I told him American and was relieved to see a smile; you never know these days. I complimented him on a fine city and asked about the construction projects in light of a rapidly-approaching Olympic Games.

"It's not much to look at now," he replied, "but wait until next summer. The whole city will be new and beautiful. Greeks are very proud of the chance to hold the Olympics here.

"But," he went on, "we are worried too. Because if these projects don't finish in time, we know they will never be finished. I hope they all meet their deadlines."

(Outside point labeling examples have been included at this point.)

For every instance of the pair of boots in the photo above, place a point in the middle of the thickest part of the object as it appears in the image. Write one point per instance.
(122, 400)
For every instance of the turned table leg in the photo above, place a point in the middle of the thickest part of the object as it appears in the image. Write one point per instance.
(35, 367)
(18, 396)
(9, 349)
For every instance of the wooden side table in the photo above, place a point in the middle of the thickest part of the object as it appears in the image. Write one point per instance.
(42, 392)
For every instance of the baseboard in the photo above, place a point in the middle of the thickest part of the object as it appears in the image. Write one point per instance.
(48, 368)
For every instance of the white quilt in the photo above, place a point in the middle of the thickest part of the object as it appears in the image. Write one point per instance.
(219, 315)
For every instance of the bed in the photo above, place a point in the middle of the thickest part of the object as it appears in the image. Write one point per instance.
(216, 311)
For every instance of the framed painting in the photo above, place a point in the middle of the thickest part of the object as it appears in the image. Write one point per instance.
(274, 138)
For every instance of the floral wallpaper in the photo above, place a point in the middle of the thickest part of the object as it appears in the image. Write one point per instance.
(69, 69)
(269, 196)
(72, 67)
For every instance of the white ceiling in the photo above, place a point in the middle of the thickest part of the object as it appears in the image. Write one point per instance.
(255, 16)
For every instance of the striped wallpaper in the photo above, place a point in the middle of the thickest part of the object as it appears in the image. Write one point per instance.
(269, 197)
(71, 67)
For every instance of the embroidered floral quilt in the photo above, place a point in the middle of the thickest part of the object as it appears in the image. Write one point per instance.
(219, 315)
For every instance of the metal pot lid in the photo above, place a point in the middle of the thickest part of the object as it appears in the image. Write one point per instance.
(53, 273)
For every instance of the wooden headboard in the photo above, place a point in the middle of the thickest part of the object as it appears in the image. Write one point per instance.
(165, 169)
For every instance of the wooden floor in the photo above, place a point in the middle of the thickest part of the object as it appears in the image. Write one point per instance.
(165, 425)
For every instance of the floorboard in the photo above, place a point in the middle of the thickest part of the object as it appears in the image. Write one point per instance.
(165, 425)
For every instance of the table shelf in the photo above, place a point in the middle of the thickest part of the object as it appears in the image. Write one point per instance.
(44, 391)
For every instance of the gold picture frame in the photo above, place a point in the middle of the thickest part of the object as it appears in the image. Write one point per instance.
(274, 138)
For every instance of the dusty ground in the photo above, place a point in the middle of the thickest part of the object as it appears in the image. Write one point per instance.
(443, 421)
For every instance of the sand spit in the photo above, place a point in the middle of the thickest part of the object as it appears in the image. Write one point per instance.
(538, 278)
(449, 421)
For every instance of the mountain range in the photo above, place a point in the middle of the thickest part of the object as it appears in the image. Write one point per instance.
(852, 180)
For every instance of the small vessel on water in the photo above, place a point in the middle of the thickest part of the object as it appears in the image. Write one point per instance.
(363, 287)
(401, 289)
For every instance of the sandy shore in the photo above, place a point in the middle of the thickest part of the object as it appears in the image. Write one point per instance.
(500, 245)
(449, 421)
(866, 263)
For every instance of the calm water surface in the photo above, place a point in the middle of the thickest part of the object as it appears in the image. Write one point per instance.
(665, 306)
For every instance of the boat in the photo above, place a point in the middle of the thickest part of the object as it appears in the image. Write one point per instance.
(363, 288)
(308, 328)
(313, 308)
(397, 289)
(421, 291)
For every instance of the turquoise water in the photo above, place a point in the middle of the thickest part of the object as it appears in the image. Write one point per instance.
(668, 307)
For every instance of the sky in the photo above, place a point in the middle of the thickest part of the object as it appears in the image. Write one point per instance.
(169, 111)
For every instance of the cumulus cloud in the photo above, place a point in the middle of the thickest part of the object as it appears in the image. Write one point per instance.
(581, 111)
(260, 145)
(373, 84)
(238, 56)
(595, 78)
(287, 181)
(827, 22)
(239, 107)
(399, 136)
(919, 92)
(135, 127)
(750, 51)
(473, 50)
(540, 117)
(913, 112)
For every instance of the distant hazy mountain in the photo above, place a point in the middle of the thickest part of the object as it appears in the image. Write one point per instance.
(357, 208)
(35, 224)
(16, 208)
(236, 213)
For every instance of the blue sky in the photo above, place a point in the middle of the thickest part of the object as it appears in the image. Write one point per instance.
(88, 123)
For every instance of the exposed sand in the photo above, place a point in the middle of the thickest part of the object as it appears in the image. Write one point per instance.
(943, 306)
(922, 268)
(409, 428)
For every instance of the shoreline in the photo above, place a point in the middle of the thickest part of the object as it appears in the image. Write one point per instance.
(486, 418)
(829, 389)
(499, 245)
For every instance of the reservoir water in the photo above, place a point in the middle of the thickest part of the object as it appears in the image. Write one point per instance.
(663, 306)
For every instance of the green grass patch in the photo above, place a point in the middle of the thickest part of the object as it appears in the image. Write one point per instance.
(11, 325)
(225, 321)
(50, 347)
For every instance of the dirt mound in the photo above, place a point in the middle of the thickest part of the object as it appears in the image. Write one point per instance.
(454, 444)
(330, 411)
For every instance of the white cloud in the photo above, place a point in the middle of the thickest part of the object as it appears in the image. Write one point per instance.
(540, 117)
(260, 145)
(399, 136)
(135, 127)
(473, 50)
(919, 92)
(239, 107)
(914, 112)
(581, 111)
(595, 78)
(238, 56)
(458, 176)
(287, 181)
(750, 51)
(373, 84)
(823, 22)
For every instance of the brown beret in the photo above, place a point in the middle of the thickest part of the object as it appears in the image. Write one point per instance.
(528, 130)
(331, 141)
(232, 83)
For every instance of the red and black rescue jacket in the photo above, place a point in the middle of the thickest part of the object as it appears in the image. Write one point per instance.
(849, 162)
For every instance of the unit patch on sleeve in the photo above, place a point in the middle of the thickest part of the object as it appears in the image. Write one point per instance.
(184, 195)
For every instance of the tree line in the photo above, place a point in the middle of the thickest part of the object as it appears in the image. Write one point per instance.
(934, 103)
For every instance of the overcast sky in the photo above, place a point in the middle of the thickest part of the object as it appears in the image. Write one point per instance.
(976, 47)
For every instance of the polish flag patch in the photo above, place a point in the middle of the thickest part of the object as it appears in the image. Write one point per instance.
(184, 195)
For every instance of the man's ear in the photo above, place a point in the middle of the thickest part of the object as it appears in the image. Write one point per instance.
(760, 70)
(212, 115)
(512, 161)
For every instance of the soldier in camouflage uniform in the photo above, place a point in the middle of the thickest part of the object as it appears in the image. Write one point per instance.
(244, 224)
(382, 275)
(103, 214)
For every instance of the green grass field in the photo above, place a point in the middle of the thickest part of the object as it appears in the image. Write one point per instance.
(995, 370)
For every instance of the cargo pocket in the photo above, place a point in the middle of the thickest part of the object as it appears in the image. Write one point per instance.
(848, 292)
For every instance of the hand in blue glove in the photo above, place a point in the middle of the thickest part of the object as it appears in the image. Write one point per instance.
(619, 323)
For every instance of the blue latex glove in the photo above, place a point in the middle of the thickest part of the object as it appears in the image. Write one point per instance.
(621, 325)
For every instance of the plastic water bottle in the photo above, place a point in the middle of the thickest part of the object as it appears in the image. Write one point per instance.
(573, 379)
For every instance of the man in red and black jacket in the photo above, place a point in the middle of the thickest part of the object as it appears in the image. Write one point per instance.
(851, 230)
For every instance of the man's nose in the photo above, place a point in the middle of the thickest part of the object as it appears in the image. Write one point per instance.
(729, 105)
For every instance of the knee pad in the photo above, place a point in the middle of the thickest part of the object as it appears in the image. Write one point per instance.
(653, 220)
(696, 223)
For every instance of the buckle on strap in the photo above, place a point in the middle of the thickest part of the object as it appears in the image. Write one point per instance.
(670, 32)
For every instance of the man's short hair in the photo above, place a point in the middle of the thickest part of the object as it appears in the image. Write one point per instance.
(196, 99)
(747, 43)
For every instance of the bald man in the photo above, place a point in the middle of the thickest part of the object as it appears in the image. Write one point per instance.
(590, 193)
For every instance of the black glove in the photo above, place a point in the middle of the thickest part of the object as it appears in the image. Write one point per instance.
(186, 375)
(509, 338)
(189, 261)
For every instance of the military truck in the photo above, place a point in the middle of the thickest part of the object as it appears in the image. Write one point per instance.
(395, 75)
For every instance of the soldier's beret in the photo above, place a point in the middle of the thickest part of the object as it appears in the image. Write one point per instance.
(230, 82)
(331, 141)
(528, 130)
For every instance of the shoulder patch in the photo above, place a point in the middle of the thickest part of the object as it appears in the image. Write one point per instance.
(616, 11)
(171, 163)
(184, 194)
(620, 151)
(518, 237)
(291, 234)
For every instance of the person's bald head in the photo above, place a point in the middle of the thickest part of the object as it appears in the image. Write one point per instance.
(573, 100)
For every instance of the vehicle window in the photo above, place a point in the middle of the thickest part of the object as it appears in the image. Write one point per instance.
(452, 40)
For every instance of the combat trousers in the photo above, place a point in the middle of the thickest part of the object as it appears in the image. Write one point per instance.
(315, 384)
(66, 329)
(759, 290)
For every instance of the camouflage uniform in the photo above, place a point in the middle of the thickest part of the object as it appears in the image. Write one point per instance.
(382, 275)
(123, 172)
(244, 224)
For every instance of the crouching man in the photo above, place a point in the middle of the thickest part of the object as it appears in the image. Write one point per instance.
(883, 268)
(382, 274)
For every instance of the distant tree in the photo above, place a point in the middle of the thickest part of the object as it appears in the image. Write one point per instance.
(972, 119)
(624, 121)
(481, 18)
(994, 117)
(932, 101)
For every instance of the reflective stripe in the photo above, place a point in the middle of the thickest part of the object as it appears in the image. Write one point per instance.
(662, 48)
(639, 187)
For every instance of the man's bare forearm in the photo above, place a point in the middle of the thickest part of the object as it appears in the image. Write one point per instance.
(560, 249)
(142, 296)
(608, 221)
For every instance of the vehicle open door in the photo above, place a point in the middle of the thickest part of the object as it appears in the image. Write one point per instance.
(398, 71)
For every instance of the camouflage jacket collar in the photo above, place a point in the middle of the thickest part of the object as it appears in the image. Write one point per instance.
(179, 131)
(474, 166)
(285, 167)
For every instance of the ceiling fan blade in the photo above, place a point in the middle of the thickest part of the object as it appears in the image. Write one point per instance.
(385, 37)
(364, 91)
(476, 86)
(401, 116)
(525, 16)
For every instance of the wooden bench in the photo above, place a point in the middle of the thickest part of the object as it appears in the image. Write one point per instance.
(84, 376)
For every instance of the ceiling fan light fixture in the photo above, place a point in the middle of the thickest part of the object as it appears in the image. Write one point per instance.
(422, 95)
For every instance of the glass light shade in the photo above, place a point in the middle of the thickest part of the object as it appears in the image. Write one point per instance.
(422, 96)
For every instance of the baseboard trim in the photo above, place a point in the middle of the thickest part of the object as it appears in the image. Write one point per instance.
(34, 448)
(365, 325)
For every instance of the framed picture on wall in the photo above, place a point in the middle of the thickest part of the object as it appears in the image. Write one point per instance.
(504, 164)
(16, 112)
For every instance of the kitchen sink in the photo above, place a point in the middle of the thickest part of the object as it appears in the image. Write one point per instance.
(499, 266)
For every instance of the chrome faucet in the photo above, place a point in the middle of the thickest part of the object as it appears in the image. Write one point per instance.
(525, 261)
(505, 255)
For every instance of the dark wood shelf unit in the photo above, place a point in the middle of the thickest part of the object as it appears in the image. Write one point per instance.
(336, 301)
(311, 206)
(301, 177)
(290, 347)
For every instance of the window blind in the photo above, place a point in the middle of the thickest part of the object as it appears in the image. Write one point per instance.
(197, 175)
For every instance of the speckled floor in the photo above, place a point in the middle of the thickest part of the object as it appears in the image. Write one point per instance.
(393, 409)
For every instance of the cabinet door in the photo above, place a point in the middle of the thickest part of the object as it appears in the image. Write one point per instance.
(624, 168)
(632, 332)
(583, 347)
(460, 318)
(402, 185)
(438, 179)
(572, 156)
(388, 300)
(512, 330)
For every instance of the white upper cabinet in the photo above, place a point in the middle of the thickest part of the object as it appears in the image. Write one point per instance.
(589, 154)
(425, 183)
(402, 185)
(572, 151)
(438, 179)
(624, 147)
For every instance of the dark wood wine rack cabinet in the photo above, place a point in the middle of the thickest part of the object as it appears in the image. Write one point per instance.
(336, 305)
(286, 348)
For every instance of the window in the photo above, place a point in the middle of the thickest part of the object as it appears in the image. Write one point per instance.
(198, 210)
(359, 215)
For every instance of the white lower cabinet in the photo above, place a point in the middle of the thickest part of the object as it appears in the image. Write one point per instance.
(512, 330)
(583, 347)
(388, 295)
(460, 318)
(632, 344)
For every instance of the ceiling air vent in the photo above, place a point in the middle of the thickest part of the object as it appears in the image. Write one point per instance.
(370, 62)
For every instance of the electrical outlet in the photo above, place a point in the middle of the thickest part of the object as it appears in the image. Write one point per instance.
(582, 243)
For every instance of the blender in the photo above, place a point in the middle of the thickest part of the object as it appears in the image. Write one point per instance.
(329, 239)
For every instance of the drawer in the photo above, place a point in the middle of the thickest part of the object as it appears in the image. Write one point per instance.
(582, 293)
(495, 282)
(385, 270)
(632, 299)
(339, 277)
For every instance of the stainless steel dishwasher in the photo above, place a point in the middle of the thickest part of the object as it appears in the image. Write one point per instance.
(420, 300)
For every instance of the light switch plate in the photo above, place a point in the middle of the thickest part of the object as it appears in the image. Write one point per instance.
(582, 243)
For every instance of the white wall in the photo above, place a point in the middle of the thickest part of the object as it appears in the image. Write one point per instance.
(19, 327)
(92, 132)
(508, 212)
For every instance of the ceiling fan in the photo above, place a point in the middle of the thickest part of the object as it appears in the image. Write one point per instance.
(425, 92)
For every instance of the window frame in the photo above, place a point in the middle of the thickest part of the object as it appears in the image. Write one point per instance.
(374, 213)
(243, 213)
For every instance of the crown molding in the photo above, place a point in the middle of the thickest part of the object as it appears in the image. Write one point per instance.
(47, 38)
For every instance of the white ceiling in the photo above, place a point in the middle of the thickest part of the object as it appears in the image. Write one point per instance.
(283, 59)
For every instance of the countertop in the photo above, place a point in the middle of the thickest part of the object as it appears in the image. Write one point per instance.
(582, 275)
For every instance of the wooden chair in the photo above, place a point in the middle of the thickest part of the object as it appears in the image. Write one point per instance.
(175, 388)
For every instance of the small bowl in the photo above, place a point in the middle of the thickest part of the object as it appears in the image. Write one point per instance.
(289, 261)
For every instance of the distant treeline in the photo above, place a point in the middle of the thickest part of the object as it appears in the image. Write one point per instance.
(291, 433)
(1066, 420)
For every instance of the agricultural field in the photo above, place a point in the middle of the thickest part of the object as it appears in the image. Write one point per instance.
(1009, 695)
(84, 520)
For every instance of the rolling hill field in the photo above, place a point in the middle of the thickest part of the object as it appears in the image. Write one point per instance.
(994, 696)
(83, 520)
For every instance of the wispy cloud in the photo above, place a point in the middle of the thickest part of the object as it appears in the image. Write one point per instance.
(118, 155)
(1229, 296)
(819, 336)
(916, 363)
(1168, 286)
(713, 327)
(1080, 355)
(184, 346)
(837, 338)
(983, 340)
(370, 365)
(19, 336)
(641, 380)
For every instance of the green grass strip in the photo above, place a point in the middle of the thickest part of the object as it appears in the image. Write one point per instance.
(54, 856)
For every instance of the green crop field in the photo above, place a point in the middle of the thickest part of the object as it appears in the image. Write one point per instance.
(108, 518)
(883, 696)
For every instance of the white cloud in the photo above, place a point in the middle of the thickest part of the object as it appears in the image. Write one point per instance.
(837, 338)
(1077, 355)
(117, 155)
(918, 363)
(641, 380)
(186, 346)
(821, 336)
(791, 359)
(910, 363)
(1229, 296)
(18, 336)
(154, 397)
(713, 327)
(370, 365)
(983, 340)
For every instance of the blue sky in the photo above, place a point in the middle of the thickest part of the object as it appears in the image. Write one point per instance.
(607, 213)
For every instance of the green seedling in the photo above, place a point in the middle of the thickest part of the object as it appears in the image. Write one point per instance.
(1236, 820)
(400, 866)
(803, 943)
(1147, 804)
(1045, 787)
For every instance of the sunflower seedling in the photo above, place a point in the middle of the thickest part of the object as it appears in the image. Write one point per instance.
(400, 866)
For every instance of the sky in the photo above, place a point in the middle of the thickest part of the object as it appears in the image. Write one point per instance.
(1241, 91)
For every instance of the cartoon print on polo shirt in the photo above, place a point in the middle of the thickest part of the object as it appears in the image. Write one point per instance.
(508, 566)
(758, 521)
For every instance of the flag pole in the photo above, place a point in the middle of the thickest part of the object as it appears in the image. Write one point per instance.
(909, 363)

The Olympics of our times have become a giant traveling circus, the Olympic ideal to display for the world what an extraordinarily clean, efficient, vibrant city you have. But real cities have real problems, and beneath the thin new coat of shiny paint Athens has undervalued civil servants, a flailing economy, and ugly pockets of prejudice. The citizens hope for a successful Olympics, but what does success mean? Should next August go off without a hitch, with all lines memorized and cues hit, will Athens find herself sustainable once the spotlight dims and the critics disperse for home? I left Athens impressed with the politeness, professionalism, and pride of her people, but concerned that she is doomed to a Narcissean fate of gazing too long at beauty in the present. The birthplace of the Olympic dream is staggering beneath the weight of Olympic reality.